In 1971, The Times was the first to report on “The Pentagon Papers” — about the political and military involvement in the Vietnam War.
However, the two most damaging incidents to The Times’ reputation remain the repeated fabrications by Blair and “…the paper’s flawed reporting [by reporter Judith Miller] about the existence of weapons of mass destruction that led up to the Iraq war.”
“I regret any error that ever got into the paper,” former editor Raines told Sullivan, “but from where I sat, there was a total congruence — everything was coalescing around one message. I was suspicious and perhaps I should have been more aggressive in pursuing that suspicion.”
Sullivan points out that “nearly a year after Mr. Raines’s departure, The Times faulted itself for being ‘taken in’ on Iraq and pledged more skeptical and rigorous reporting.
“Anything that damages credibility,” Sullivan writes, “a rogue reporter’s lies, a too-trusting attitude toward government sources and the prevailing narrative — has to be guarded against energetically.

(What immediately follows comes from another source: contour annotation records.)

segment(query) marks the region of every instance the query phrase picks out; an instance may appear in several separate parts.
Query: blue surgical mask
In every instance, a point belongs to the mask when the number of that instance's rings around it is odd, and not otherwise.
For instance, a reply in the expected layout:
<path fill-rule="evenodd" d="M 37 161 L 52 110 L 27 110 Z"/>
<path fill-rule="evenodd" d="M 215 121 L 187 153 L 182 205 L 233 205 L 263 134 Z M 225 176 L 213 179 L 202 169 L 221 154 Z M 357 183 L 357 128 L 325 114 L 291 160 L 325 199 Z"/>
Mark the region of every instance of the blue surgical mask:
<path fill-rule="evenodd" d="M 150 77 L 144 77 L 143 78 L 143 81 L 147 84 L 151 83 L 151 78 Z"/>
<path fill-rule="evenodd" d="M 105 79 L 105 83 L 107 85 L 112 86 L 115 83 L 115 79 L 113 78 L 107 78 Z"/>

The Times has taken important steps toward that end.”
Criticized by some for its lack of coverage on the recent Benghazi incident that led to the deaths of four Americans, The Times announced that it plans to cover the Capitol Hill hearings this week.

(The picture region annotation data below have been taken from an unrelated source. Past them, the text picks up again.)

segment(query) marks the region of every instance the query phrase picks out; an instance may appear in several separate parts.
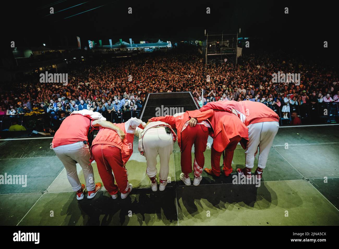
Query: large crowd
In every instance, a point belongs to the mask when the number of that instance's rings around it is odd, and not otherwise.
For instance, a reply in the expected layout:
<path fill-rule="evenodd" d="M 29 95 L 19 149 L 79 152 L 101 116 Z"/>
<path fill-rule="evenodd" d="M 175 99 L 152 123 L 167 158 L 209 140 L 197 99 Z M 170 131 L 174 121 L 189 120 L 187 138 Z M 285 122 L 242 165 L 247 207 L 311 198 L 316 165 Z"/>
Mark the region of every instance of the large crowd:
<path fill-rule="evenodd" d="M 291 105 L 339 102 L 334 67 L 278 53 L 243 55 L 237 65 L 225 61 L 206 66 L 199 55 L 173 53 L 118 61 L 87 59 L 67 67 L 67 85 L 41 83 L 40 74 L 44 72 L 36 72 L 2 87 L 0 115 L 45 113 L 51 125 L 57 125 L 57 121 L 76 110 L 110 113 L 140 110 L 151 92 L 190 91 L 200 107 L 225 99 L 259 101 L 282 106 L 284 118 Z M 272 74 L 278 71 L 300 74 L 300 78 L 273 82 Z"/>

“Trust is the coin of our realm,” retired columnist Clyde Haberman said. “We trust that the people we interview are being straight with us. We trust that our confidential sources are decent folks. We trust that our reporters went to the places they say they went, and spoke with the people they say they met. Naturally, trust doesn’t mean blind faith. ‘Trust but verify,’ as Ronald Reagan said in a different context. But generally speaking, we are no different from anyone else on this planet: We accept that the people we deal with, and work with, are honorable.”